If you have a dataset that could be valuable for biomedical research, here are a few key points to consider from our perspective as data integrators and users in research-centric biotech and pharma projects.
Sharing this from my outbox, it is written from the perspective of a biomedical data integrator and user in small, mostly research-centric biotech/pharma projects that involve acquiring, centralising (databases/knowledge graphs), and feeding data into ML/AI workflows.
Make myself (re-)acquainted with FAIR data principles. I would evaluate the costs and benefits of making the data more findable, accessible, interoperable and reusable.
Publish. Domain specialists often require a reliable reference before engaging with data, ideally through a peer-reviewed publication. Publishing a use-case-driven analysis or modeling study can attract more attention than the dataset description alone.

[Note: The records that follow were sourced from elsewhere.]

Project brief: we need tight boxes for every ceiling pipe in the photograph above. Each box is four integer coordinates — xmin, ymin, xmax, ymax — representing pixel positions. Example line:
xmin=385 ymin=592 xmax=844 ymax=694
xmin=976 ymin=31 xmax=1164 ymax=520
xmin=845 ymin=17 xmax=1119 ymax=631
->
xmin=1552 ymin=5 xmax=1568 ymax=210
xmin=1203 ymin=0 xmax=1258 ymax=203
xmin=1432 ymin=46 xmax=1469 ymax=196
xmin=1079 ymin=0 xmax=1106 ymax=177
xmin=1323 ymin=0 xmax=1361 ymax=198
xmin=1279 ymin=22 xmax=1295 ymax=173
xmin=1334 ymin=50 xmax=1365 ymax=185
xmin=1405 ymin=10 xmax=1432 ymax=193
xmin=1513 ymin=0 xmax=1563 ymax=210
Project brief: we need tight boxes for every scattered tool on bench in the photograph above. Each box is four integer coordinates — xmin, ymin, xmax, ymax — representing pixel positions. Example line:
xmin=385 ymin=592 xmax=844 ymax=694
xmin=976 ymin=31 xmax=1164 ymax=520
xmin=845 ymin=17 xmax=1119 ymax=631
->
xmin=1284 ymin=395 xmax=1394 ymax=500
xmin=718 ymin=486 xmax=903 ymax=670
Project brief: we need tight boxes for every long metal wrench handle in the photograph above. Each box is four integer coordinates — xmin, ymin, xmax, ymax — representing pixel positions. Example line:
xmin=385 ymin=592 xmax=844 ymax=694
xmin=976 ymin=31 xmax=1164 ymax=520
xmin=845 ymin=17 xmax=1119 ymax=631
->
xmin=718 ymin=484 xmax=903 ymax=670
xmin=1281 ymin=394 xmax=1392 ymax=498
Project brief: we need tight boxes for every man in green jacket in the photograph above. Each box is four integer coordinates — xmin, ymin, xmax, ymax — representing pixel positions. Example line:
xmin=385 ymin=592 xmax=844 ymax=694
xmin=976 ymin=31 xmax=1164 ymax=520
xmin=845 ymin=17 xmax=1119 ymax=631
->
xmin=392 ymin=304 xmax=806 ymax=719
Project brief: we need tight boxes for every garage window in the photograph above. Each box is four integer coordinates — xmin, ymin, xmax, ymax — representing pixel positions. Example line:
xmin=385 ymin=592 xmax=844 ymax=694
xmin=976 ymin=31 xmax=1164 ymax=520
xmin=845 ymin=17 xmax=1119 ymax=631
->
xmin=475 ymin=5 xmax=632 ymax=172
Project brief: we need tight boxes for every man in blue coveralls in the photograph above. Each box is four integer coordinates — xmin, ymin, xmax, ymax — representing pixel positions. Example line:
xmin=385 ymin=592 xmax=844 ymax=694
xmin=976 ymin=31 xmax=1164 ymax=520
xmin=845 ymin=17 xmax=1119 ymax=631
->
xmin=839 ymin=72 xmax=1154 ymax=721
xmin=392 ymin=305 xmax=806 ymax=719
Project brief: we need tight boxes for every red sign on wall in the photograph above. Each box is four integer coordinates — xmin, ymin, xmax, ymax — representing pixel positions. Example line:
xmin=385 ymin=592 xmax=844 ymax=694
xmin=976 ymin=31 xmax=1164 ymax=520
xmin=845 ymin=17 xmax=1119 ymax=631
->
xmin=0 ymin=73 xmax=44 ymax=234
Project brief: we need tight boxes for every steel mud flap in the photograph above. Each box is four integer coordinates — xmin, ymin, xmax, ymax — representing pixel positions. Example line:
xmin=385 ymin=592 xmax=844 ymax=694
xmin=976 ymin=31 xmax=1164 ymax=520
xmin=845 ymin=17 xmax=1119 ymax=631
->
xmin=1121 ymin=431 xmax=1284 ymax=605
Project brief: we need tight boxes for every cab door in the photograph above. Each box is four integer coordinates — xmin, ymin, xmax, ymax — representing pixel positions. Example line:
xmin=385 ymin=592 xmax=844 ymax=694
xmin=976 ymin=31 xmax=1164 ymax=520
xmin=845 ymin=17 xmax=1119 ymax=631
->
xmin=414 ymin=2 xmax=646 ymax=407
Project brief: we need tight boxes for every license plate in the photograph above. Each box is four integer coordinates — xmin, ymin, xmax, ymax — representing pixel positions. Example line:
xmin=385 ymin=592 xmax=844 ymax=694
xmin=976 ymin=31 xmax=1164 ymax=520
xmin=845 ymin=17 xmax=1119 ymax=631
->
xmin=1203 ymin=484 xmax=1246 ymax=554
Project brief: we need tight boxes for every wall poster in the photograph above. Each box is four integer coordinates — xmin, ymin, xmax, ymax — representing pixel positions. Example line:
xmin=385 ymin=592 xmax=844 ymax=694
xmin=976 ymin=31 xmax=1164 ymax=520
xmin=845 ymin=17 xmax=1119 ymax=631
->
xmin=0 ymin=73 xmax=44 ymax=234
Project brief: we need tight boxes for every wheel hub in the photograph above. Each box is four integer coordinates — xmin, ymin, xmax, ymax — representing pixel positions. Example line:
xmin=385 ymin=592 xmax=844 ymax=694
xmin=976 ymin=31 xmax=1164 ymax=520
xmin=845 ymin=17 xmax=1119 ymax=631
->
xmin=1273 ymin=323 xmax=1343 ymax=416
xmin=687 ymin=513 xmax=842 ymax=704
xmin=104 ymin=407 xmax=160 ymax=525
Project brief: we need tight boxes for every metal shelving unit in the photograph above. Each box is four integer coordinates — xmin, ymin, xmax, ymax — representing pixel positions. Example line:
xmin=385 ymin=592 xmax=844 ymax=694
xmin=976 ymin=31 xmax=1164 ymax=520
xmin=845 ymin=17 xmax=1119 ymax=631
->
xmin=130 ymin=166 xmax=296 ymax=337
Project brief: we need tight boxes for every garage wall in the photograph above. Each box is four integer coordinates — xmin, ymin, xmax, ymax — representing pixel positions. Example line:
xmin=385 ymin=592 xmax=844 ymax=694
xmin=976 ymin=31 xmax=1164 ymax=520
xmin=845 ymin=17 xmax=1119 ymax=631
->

Make it visible in domain-specific aggregators. We list several ones we use at https://biokeanos.com/product#metasources. Some of them allow for direct submission.

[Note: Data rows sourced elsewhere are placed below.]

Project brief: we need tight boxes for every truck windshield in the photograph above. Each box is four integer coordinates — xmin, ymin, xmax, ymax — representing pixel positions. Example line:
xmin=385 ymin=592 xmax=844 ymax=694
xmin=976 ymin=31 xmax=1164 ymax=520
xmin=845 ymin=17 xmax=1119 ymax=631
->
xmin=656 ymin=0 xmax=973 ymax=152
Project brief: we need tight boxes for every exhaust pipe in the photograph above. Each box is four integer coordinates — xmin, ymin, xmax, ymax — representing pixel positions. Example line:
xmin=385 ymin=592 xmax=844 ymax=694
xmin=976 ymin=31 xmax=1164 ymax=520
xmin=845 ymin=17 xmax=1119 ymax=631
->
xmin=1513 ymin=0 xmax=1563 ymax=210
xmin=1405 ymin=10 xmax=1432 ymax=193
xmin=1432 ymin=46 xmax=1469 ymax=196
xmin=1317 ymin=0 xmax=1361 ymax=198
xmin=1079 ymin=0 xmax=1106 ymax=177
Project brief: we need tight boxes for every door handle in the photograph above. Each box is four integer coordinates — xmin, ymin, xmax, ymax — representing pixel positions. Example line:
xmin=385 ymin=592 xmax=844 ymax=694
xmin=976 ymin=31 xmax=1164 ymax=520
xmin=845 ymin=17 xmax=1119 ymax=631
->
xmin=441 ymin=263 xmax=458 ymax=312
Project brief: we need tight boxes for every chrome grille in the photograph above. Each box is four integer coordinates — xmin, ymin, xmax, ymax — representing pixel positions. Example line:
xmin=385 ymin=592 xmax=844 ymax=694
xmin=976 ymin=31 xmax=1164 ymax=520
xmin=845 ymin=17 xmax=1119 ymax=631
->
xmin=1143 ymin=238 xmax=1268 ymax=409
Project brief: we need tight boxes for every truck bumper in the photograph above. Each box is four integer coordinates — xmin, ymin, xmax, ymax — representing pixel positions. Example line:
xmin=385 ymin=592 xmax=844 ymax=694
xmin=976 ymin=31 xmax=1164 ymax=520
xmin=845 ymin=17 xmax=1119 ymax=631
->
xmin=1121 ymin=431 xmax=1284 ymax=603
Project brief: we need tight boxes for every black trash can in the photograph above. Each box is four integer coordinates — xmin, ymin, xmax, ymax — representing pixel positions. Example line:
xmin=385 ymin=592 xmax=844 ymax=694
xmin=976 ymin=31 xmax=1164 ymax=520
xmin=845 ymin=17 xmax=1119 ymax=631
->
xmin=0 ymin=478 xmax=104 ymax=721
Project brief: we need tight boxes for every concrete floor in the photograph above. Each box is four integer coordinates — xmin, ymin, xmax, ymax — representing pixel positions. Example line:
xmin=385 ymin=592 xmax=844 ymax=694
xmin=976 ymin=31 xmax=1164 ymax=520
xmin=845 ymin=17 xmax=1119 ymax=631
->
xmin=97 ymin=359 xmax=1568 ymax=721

Open source. At least in part. Even a 10% lateral or vertical slice of the data can speed up the integration and drive the recognition. The right licensing is important. In smaller organisations, researchers are more likely to explore non-gated data. And who knows, maybe the data might even be used (and cited) without having to spend effort on persuading academics?
To reiterate - the points reflect a specific perspective shaped by experience in smaller, ML/AI research projects and may not necessarily translate to your circumstances.